Due i rintocchi dal campanil de la Pieve,
una splendida perla nel verde campestre.
Nel terso cielo uno stridio di passeri in volo,
e nel dorato campo di grano, buffo un fantoccio
a larghe braccia, su un bastone troneggia.
Un fil d’acqua alla fonte in una calura opprimente.
All’ombra della quercia, sostan gli armenti
e col suo gregge prende fiato l’anziano fiaccato pastore.

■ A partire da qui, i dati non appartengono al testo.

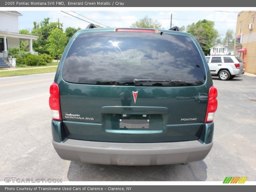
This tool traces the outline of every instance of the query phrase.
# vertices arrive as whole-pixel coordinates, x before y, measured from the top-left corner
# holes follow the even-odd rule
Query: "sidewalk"
[[[247,76],[251,76],[251,77],[256,77],[256,75],[253,73],[244,73],[244,75]]]
[[[45,68],[49,68],[50,67],[56,67],[58,66],[58,65],[53,65],[52,66],[47,66],[46,67],[11,67],[9,68],[4,68],[6,69],[5,70],[0,70],[0,73],[3,71],[17,71],[18,70],[24,70],[25,69],[38,69]]]

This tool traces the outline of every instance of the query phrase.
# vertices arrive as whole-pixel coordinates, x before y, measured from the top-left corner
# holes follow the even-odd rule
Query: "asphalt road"
[[[54,73],[0,78],[0,181],[256,181],[256,77],[213,77],[218,91],[213,146],[201,161],[120,166],[60,159],[52,144],[49,89]]]

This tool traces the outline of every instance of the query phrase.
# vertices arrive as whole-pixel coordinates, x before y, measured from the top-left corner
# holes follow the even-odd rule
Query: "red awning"
[[[246,48],[242,48],[241,49],[239,49],[237,51],[239,53],[246,53],[247,50],[246,50]]]

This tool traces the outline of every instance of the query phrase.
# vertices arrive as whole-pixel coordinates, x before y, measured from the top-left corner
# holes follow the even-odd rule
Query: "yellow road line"
[[[22,81],[21,82],[17,82],[17,83],[9,83],[6,84],[3,84],[0,85],[0,87],[5,87],[6,86],[9,86],[10,85],[20,85],[22,84],[25,84],[26,83],[34,83],[35,82],[38,82],[39,81],[48,81],[52,80],[52,81],[53,81],[53,78],[49,78],[49,79],[38,79],[37,80],[33,80],[33,81]]]

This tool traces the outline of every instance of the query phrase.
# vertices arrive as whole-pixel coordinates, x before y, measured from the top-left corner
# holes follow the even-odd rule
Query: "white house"
[[[210,48],[210,55],[225,55],[225,47],[218,44]]]
[[[211,55],[223,55],[234,54],[234,46],[222,45],[218,44],[210,48]]]
[[[19,17],[22,16],[16,11],[0,11],[0,59],[6,58],[8,49],[19,48],[21,41],[29,41],[29,52],[37,54],[33,51],[32,41],[38,37],[19,33]]]

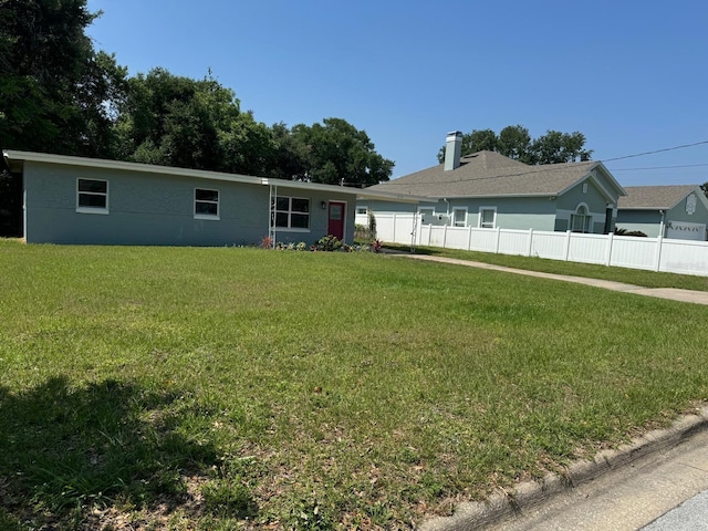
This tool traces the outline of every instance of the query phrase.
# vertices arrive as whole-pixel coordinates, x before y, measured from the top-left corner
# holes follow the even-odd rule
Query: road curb
[[[575,461],[562,473],[549,473],[541,481],[527,481],[511,491],[492,494],[485,501],[460,503],[451,517],[434,518],[420,531],[472,531],[519,513],[549,499],[587,483],[601,476],[632,465],[653,454],[678,446],[708,428],[708,406],[684,415],[666,429],[656,429],[617,449],[603,450],[593,460]]]

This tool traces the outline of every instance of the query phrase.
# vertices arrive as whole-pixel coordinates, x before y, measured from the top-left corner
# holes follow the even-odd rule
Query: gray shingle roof
[[[478,152],[462,157],[456,169],[446,171],[440,164],[369,189],[428,197],[558,195],[596,166],[601,163],[529,166],[494,152]]]
[[[669,210],[674,208],[698,185],[675,186],[627,186],[627,195],[617,201],[618,209]]]

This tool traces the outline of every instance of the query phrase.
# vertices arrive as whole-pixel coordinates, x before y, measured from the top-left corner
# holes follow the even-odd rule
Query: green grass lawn
[[[0,271],[3,530],[409,529],[708,398],[697,304],[374,253]]]
[[[410,248],[406,246],[387,244],[386,247],[405,252],[409,252],[410,250]],[[416,254],[473,260],[477,262],[504,266],[507,268],[528,269],[530,271],[541,271],[544,273],[570,274],[574,277],[626,282],[645,288],[678,288],[681,290],[708,291],[708,277],[695,274],[657,273],[642,269],[608,268],[606,266],[592,263],[565,262],[563,260],[550,260],[537,257],[494,254],[491,252],[441,249],[437,247],[418,247],[415,252]]]

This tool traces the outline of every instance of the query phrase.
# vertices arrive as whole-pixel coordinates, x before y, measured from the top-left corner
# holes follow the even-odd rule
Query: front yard
[[[1,529],[409,529],[708,399],[699,305],[374,253],[0,269]]]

Sul vicino nastro d’asfalto, in lontananza si scorge,
quasi un miraggio, d’acqua mossa uno specchio,
ma è solo calura che esala nell’aria il dannoso bitume.
Il Sole dardeggia beffardo su tutti i bersagli.
E’ tempo di siesta ed è d’uopo aspettar da ponente,
gentile una brezza, che nuovo vigore a tutti ridoni.
Lento, lentissimo scorre il tempo nell’afa avvolgente.
Cinque i rintocchi dal campanil de la Pieve.
L’ occhio al quadrante il pastore rivolge, un fischio
al suo cane, e gli ovini dell’ovil riprendon la via.
Pian piano si sveglia la vita, migrando al tramonto,
allorché il discorrer soffuso, del borgo riempie la via.
Intanto, ancora passeri in volo, e nel campo di grano,
buffo e indifferente, il fantoccio sempre troneggia.